Christmas: it’s finally over and we go back to not giving a shit about family. Man, I hate those once-a-year phone calls to Aunty Whatshername.

I spent as much time as possible playing Call of Duty 4, which brought back fond memories of Iraq. Not the bullets zipping overhead and the shooting dogs part, but the night where I sat bleary eyed in the MWR watching half a dozen teenaged platoon mates zipped up on Rip It and Poptarts playing the multi player version.

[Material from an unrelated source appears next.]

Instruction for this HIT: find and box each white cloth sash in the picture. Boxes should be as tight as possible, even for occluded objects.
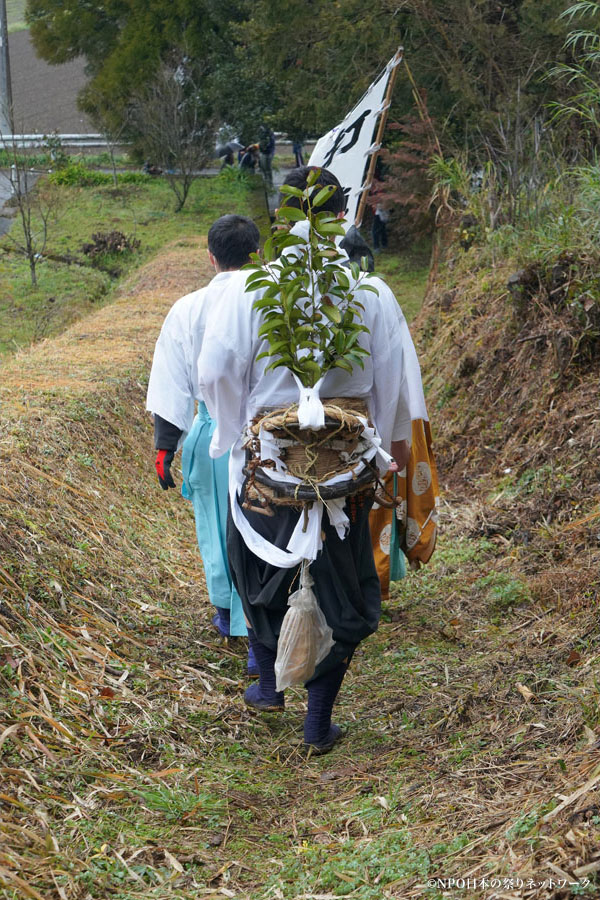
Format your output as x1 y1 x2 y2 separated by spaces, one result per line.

These kids were barely out of basic training, let alone grade 8, barely out of Elbow Fuck, PA but that they were mainlined into Butt Fuck Mesopotamia on a C-130. Dropped into a grey world of gravel and c-wire, T-wall, shit stew portapotties, burning tires and towel head wackos looping out through the c-wire. Where they get to spend their off time working through … more of the same.

It made going out on patrol kind of eerie though. Like we’d all stepped out the gate, and straight into the head of the pimpled little teenaged Californian who earned a new Porsche and Spanish revival bungalow by channeling these post-modern Magyar nightmares of Saracen pillage into a little white box.

Highly instructive, though, those hours of hiding in my “office” shooting brown people with a bottle of Jack Daniels by my elbow.

Lesson #1 learned: if you’re in trouble, hang back and wait till you get an opportunity to shoot one of your buddies. Shoot him in the leg and let someone else finish it off. You’ve got nothing to lose by doing this, and his corpse is a good place to scavenge for stuff you need.

Lesson #2: Shooting those fuckers yelling “khawaga” at you as you try to do something is just about as fun as you thought it would be.

Lesson #3: No matter how drunk you get, no matter how sucked into that weird racist world of bloody meltdowns where the only goal is to mow down The Other as quickly as possible, listening to Roxette while you do it is inexcusable. It’s over the line.